If the study of longevity reveals any central and enduring lesson, it is that securing a longer and healthier life is not something that will be achieved primarily by individual actions—be they hormone injections, jogging, or megavitamins. By its very nature, longevity is something that we can achieve together, not only for ourselves, but for our children and our neighbors.

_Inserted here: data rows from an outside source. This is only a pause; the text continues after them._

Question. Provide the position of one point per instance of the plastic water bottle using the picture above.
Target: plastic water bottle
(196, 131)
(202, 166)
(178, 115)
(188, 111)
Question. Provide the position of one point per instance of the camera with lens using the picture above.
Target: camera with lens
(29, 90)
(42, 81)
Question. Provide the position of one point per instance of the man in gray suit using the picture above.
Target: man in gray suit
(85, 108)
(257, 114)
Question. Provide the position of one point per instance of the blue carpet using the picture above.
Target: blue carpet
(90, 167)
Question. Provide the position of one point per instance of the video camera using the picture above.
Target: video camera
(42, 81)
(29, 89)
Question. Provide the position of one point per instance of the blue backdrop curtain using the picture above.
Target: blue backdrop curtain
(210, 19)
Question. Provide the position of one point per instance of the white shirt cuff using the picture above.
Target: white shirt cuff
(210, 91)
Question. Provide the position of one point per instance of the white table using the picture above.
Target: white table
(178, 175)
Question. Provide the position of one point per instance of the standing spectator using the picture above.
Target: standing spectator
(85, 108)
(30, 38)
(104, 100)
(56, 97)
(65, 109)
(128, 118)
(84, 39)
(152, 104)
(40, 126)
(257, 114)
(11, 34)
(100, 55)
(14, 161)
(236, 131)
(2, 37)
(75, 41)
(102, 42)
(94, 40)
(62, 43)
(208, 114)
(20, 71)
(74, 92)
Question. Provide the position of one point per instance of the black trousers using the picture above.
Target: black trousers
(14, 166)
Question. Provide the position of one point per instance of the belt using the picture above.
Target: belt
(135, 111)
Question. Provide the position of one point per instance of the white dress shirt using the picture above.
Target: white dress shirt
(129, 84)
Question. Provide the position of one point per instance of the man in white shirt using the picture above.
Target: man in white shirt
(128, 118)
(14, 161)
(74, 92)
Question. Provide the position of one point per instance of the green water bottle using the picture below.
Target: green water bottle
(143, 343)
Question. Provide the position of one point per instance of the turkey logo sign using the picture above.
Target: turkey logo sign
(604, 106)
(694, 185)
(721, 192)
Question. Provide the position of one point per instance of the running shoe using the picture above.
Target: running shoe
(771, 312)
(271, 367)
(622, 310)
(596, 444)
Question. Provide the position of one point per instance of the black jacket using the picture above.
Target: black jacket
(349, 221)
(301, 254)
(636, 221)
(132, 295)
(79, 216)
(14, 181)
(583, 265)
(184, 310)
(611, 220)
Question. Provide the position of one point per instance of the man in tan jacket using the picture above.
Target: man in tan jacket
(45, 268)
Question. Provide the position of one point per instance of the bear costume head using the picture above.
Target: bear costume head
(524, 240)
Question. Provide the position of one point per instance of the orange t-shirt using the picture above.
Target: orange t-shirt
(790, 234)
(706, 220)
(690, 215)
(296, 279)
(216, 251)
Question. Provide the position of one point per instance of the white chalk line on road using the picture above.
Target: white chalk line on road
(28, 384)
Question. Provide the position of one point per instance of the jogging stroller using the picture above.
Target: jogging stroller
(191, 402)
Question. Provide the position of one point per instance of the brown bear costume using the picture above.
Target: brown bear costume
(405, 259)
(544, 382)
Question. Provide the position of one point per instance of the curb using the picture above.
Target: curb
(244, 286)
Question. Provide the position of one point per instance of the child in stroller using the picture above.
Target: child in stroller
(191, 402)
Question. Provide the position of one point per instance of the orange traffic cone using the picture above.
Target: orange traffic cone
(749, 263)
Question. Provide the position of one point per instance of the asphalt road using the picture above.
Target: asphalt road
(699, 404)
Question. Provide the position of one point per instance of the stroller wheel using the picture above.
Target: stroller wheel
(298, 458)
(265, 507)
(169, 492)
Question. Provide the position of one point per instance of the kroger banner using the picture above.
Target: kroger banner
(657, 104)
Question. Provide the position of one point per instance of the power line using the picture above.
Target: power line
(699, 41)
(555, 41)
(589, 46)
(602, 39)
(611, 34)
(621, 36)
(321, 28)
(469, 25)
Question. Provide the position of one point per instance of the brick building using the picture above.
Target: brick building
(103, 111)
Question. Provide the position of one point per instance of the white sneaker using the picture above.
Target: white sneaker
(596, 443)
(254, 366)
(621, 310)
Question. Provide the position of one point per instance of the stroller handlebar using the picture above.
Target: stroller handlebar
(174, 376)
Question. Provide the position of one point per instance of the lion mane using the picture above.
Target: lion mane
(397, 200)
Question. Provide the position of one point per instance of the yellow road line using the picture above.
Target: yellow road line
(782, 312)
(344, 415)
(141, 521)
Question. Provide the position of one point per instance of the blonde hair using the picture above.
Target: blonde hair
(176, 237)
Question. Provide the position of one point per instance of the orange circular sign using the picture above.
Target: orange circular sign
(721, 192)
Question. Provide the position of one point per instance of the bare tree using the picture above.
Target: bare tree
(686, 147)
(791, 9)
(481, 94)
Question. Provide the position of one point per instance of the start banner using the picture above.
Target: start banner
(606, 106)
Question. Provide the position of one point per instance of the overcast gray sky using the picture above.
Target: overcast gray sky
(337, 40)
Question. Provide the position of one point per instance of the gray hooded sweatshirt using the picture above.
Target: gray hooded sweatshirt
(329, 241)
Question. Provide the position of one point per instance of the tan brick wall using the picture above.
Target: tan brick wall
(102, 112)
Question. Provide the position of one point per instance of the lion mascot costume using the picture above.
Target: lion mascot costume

SO HERE ARE MY RECOMMENDATIONS IF YOU WANT TO LIVE LONGER:

Don't smoke.

Wear your seat belt.

Eat, drink, and exercise for enjoyment and in moderation.

And most importantly:

Focus your efforts to live longer outwards:

Finally, focus on quality rather than quantity. It's a lot more under your control.


References:

  1. Marantz P. Blaming the victim: the negative consequence of preventive medicine. Am J Public Hlth 1990;80:1186-7.
  2. Toronto Working Group on Cholesterol Policy. Asymptomatic hypercholesterolemia: a clinical policy review . J Clin Epidemiol 1990;43(10):1028-121.
  3. Lipid Research Clinics Program. The Lipid Research Clinics Coronary Primary Prevention Trial results. I. Reduction in incidence of coronary heart disease. JAMA 1984;251(3):351-64.
  4. Goldman L, Weinstein MC, Goldman PA, Williams LW. Cost-effectiveness of HMG-CoA reductase inhibition for primary and secondary prevention of coronary heart disease. JAMA 1991;265(9):1145-51.
  5. Mortality rates after 10.5 years for participants in the Multiple Risk Factor Intervention Trial. Findings related to a priori hypotheses of the trial. The Multiple Risk Factor Intervention Trial Research Group [published erratum appears in JAMA 1990 Jun 20;263(23):3151] [see comments]. JAMA 1990;263(13):1795-801.
  6. Strandberg TE, Salomaa VV, Naukkarinen VA, Vanhanen HT, Sarna SJ, Miettinen TA. Long-term mortality after 5-year multifactorial primary prevention of cardiovascular diseases in middle-aged men. JAMA 1991;266(9):1225-9.
  7. Moore TJ. Lifespan. New Perspectives on Extending Human Longevity. New York: Simon and Schuster, 1993, p. 264.
  8. Garrett L. The Coming Plague. Newly Emerging Diseases in a World Out of Balance. New York: Farrar, Straus and Giroux, 1994, p. 619.